Untitled
2025
In this intimate oil and acrylic painting, Cheyenne Julien constructs a charged psychological space from a spare arrangement of figures and ambient color. Working at a compact scale, she distills her signature visual language into a composition that feels both immediate and quietly unsettling, where bodies and environments blur into states of mutual vulnerability. The surface carries the layered, improvisational energy that defines her practice, with passages of acrylic groundwork giving way to oil that builds luminosity and weight in equal measure. Julien has emerged as one of the more compelling voices in contemporary figurative painting, drawing on personal narrative, Black interiority, and the textures of everyday life to construct scenes that resist easy resolution. Her figures inhabit moments suspended between action and stillness, between intimacy and unease, and her handling of paint reinforces that ambiguity through deliberate shifts in finish and opacity. This work, dated 2025, reflects her continued evolution toward greater formal confidence, with compositional decisions that feel considered rather than incidental. Offered through The Fine Arts Work Center, this signed canvas represents a strong entry point into Julien's current body of work at a moment when institutional and critical attention around her practice continues to grow.

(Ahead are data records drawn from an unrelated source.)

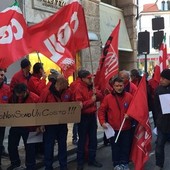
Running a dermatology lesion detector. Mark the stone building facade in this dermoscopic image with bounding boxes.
[0,0,137,79]
[82,0,137,72]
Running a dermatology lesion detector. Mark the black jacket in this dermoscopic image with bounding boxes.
[154,85,170,133]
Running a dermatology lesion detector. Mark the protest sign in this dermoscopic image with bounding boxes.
[0,102,81,126]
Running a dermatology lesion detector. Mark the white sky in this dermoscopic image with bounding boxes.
[138,0,162,11]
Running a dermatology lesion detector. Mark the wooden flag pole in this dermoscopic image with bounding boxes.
[115,117,126,143]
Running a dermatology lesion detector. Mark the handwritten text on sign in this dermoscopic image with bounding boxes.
[0,102,81,126]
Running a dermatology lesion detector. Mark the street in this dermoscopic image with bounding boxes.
[52,137,170,170]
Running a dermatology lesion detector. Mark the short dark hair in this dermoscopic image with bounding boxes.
[130,69,140,77]
[112,77,123,85]
[21,58,31,69]
[13,83,27,94]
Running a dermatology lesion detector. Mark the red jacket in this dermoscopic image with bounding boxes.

The unframed presentation allows collectors to make considered choices about how the work is displayed, and the modest dimensions make it a versatile addition to a collection without diminishing the emotional scale Julien consistently achieves.
- Medium
- Oil and acrylic on canvas
- Overall
- Signed
- Yes
- Spotted At
- Gallery · The Fine Arts Work Center
More by Cheyenne Julien
Collectors with works by Cheyenne Julien
Artists in conversation

Cecily Brown
British · b. 1969

Brown similarly combines oil and acrylic in layered improvisational surfaces where figures dissolve into their environments, creating psychologically charged compositions where bodies and ambient color merge into states of mutual vulnerability and unease.

Tschabalala Self
American · b. 1990

Self shares Julien's focus on intimate figurative compositions with a raw improvisational surface energy, constructing psychologically dense spaces around Black bodies rendered with layered mixed media techniques that feel both immediate and quietly destabilizing.

Toyin Ojih Odutola
Nigerian-American · b. 1985

Ojih Odutola constructs similarly compact psychological spaces through spare figure arrangements, where the surface carries improvisational layered energy and bodies exist in ambiguous emotional states that feel quietly unsettling and emotionally charged.